Что это такое — Григ?!

Там в центре были двое: Мирою и Мона. Потом обитатели пытались приблизиться к ним, но центробежная сила сбрасывала их.

А Григ не только приблизился, но и встал рядом и… А может, он подтолкнул… кого-нибудь из них… только вот кого? Но все это так… болтовня… фантазия… чепуха. Но вот в чем штука-то — никакой звезды Мирою не открыл! И книга это подтвердила! И ниточка, держащая его в жизни, порвалась, а потом встреча с Моной. Это бунт. Бунт против города и обитающих в нем сволочей. Бунт против себя.

Недолговечен был сей бунт. Была ли вся эта история? Был ли такой город? Была ли станция, мимо которой каждый вечер проносился экспресс, и жители выходили встречать его.

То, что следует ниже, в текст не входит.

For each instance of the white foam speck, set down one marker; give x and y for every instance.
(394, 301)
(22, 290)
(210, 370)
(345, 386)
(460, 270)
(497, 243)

Выходили с такой же упорядоченной, монотонной аккуратностью, с какой ходят в церковь, или в парк, или на центральную улицу, или в гости? Какие они — обыватели этого города? Не знаю. Было, не было, но кино (на мой взгляд) — это синтез изобразительно-философских ассоциаций и позволяет рассмотреть каждого в отдельности. (Крупный бессловесный план. В живописи портрет.) От общего к крупному и наоборот. Камера имеет право разглядеть происходящее, если происходящее претендует на искусство. На искусство, впрочем, претендует все, что мало-мальски просеялось через внутренний мир — сито художника.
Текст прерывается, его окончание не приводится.